Three Numbers that Come Before 10: Why the Tenth Amendment does not Create 50 Little Countries

Now that same sex marriages can be legally performed in 17 states (plus the District of Columbia), the other states are starting to feel the pressure that comes when you are on the wrong side of the zeitgeist. For two of these states—Utah and Oklahoma—the pressure has come in the form of the federal court system, which has invalidated provisions in their constitutions outlawing same-sex unions and forbidden recognition of such unions performed in other states.

This means, of course, that it is time to draw a line in the sand, label that line “THE TENTH AMENDMENT,” and say lots of stuff about “states’ rights.” This is, in fact, what Oklahoma Representative James Lankford did just this week:

“The Tenth Amendment to the U.S. Constitution states, ‘The powers not delegated to the United States by the Constitution, nor prohibited by it to the States, are reserved to the States respectively, or to the people,'” Lankford said. “Both the State of Oklahoma and the people of Oklahoma have spoken on this issue, and the decision remains clearly within their constitutional bounds.”

I am fairly sure that this tactic is not going to work because, as it turns out, there are a number of things in the Constitution that come before ten. Here are three of them:

 

The Fourth Article of the Constitution contains the Full Faith and Credit Clause, which reads: “Full faith and credit shall be given in each state to the public acts, records, and judicial proceedings of every other state.”

This means that even when states have different laws about things like marriage licenses, divorce, or driver’s licenses, they are still bound to honor actions that are sanctioned by other states. Neither can a couple married in California all of a sudden be unmarried when they move to Nevada. This is part of what it means to be a country.

This does not mean that every state has to perform same-sex marriages if other states do. But, it does mean that they will probably have to recognize marriages performed in other states. And, once this happens — once any couple can go across the border for an afternoon and come back married — states will have little motivation for continuing to fight for their own unique marriage laws.

 

 


The Fifth Article of the Constitution sets out the process for Amending the Constitution and stipulates that any amendment passed according to the designated process becomes a part of the Constitution with as much force as any other part.

The amendment process has been used very infrequently, but it was used once in a way that completely changed the relationship between the states and the federal government. The Fourteenth Amendment states, among other things, that all citizens are entitled to “equal protection of the laws” and that no state can say otherwise. And it specifically grants the federal government the power to enforce this article.

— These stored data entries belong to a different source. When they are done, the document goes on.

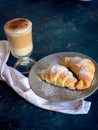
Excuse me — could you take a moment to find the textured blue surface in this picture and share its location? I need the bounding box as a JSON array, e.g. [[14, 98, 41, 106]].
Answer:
[[0, 0, 98, 129]]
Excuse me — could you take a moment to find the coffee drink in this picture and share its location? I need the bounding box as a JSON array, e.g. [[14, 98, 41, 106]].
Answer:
[[4, 18, 33, 57]]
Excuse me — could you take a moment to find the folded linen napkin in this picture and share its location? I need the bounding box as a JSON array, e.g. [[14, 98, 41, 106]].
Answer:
[[0, 40, 91, 114]]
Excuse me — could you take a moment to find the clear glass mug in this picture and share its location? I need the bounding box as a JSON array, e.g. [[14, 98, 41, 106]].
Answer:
[[4, 18, 35, 74]]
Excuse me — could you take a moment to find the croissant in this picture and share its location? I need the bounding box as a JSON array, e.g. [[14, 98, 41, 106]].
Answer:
[[61, 57, 95, 90], [39, 64, 78, 90]]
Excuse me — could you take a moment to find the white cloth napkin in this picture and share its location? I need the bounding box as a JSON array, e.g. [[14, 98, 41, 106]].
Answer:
[[0, 40, 91, 114]]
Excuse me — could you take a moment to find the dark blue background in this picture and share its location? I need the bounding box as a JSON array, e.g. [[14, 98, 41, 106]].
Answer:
[[0, 0, 98, 129]]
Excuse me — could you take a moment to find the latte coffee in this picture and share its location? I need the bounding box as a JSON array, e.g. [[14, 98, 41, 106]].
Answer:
[[4, 18, 33, 57]]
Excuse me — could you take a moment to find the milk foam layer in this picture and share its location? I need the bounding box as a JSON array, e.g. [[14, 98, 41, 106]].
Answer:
[[4, 18, 32, 35]]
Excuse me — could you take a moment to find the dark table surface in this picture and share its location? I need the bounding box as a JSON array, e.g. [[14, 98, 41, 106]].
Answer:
[[0, 0, 98, 129]]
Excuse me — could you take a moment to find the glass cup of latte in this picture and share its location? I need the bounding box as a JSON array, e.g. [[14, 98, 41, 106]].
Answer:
[[4, 18, 35, 74]]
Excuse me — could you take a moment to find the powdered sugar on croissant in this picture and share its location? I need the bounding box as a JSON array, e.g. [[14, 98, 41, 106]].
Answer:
[[39, 64, 78, 90], [61, 57, 95, 90]]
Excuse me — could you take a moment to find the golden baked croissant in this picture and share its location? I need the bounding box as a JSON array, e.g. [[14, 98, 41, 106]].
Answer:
[[39, 64, 78, 90], [61, 57, 95, 90]]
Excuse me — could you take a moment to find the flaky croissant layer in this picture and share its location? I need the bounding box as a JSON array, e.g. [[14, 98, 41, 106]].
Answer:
[[39, 57, 95, 90], [39, 64, 78, 90], [61, 57, 95, 90]]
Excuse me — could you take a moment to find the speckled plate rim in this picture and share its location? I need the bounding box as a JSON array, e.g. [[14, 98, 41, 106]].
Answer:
[[29, 52, 98, 102]]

This could not be more relevant to the marriage debate. If the federal courts determine (as at least two of them now have) that marriage to a partner of one’s choice is a matter of equal protection under the law, then, under the terms of the Constitution, it ceases to be a states’ rights issue. Period. Since 1868, states have not had the constitutional authority to do things that the federal government defines as discriminatory.

 

 


In the Sixth Article of the Constitution we find the Supremacy Clause: “The Constitution, and the laws of the United States which shall be made in pursuance thereof . . . shall be the Supreme Law of the Land.”

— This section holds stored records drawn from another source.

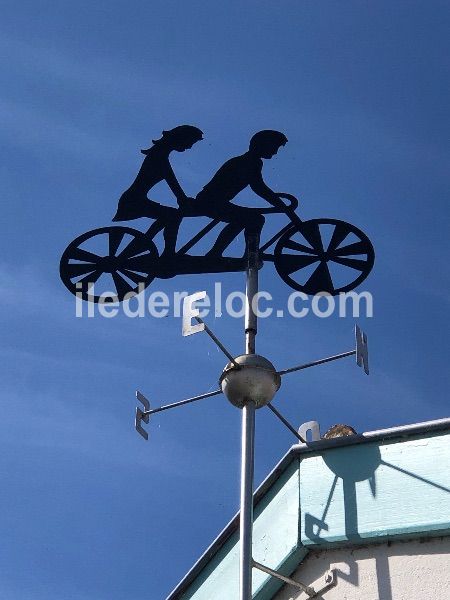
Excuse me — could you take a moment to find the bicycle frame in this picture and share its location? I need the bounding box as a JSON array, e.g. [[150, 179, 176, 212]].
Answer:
[[60, 193, 374, 300], [141, 206, 303, 261], [260, 208, 304, 260]]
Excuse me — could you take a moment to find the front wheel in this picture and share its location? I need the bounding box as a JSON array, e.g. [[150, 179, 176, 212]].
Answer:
[[274, 219, 374, 295], [60, 226, 159, 303]]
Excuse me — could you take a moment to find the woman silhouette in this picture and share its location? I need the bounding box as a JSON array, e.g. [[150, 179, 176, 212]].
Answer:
[[113, 125, 203, 256]]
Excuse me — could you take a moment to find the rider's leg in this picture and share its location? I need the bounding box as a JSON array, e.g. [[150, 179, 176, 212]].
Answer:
[[161, 214, 182, 257], [206, 208, 265, 257], [244, 213, 265, 258], [206, 222, 243, 257], [145, 219, 165, 238], [136, 203, 181, 258]]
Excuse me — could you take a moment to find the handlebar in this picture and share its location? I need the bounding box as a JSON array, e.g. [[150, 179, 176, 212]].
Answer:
[[259, 193, 299, 215], [277, 193, 299, 211]]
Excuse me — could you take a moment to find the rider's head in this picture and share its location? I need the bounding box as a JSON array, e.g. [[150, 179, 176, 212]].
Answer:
[[150, 125, 204, 153], [249, 130, 288, 159]]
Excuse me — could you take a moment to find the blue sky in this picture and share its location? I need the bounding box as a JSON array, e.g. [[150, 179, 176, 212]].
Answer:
[[1, 1, 449, 598]]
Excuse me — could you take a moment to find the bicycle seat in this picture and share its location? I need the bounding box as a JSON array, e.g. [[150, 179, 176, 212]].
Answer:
[[113, 196, 179, 222], [112, 209, 139, 222], [113, 198, 150, 221]]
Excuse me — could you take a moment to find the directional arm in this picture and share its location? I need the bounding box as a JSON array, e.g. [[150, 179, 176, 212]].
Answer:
[[182, 291, 240, 368], [135, 389, 223, 440], [277, 350, 356, 376], [266, 403, 306, 442], [277, 325, 369, 377], [194, 316, 240, 368], [142, 388, 222, 417]]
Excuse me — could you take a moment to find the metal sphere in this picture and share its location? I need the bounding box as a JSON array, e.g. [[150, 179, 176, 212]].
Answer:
[[219, 354, 281, 409]]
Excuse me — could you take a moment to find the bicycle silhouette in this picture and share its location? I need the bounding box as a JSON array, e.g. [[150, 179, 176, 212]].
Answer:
[[60, 194, 374, 303]]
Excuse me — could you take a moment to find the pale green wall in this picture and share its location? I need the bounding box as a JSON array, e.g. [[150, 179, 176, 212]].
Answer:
[[300, 432, 450, 545]]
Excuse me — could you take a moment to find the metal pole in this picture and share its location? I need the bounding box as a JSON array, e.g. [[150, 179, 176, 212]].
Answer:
[[240, 400, 255, 599], [240, 234, 259, 600], [245, 234, 259, 355]]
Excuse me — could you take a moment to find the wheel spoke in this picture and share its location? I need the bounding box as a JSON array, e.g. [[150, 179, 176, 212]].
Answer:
[[68, 247, 101, 263], [331, 241, 368, 257], [275, 219, 374, 296], [119, 269, 147, 286], [109, 230, 125, 257], [121, 254, 152, 273], [118, 237, 149, 260], [65, 262, 98, 279], [300, 222, 324, 253], [304, 261, 334, 294], [77, 269, 103, 288], [283, 239, 317, 254], [331, 256, 368, 271], [281, 254, 319, 274], [327, 223, 350, 253], [112, 272, 134, 298]]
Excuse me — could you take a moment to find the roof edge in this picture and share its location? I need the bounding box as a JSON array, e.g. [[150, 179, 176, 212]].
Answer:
[[166, 417, 450, 600]]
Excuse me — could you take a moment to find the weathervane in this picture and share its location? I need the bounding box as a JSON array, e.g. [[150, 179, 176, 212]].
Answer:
[[59, 125, 374, 600]]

This was actually a compromise at the Constitutional Convention between James Madison, who wanted to give the Federal Congress a veto over all state laws, and the Southern States, who wanted language resembling the Second Article of Confederation, which made all states sovereign entities. Under the Supremacy Clause, states have the right to pass laws in a wide variety of areas, but they do not have the right to pass laws that contradict federal laws that have been ruled constitutional by the courts.

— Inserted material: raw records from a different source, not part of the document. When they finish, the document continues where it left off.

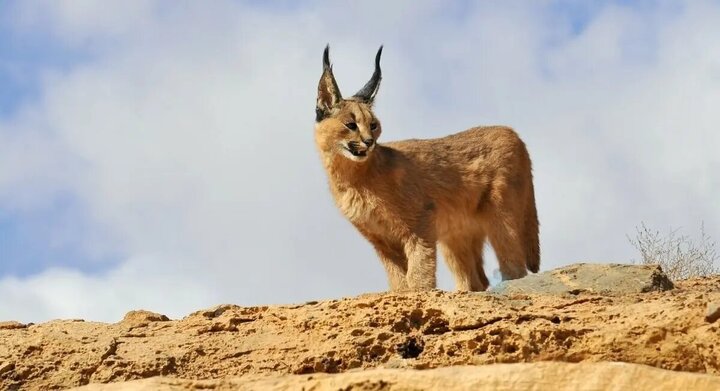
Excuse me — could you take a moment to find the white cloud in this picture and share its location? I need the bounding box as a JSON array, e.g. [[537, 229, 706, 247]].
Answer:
[[0, 255, 219, 322], [0, 1, 719, 323], [7, 0, 158, 48]]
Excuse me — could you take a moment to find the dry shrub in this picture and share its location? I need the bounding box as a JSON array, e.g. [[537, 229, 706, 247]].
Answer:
[[628, 222, 719, 280]]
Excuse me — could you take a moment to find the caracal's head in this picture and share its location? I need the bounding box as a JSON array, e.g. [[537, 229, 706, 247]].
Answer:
[[314, 45, 383, 163]]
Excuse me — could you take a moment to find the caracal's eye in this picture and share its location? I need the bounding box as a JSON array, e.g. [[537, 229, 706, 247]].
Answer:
[[370, 122, 378, 131], [345, 122, 358, 131]]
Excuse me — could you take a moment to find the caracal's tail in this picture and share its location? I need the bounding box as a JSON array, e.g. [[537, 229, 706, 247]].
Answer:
[[525, 182, 540, 273]]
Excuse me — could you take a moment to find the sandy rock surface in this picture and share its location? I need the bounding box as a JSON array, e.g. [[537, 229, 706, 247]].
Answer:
[[1, 266, 719, 390], [74, 362, 720, 391]]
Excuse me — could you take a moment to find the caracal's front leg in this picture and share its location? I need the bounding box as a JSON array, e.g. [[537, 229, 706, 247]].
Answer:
[[373, 243, 409, 292], [404, 236, 437, 290], [359, 228, 409, 292]]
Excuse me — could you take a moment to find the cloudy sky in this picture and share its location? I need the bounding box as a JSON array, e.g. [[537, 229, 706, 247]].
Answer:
[[1, 0, 718, 323]]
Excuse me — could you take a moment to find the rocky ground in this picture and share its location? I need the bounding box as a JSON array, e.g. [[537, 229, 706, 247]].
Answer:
[[1, 263, 719, 390]]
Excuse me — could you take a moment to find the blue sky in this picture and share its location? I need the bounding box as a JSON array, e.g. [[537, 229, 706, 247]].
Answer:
[[0, 4, 95, 276], [1, 0, 718, 322], [1, 15, 100, 274], [0, 2, 88, 116]]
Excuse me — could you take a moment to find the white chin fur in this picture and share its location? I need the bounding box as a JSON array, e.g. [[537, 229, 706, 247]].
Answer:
[[340, 148, 368, 162]]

It does mean, however, that we can’t have federal and state definitions of things like “discrimination,” “privileges and immunities,” and “equal protection under the law.” These are values that the Constitution — at least since the Fourteenth Amendment — makes the specific province of the federal government.

 

The Tenth Amendment is an important part of America’s federal system of government. But it is not the only part. Between 1776 and 1789, the Thirteen Colonies were governed by an instrument — the Articles of Confederation — that made each state a sovereign entity bound together in something like a mutual defense pact. This didn’t work very well, so a bunch of very smart, very committed fellows got together and wrote us a Constitution. And now we have a country.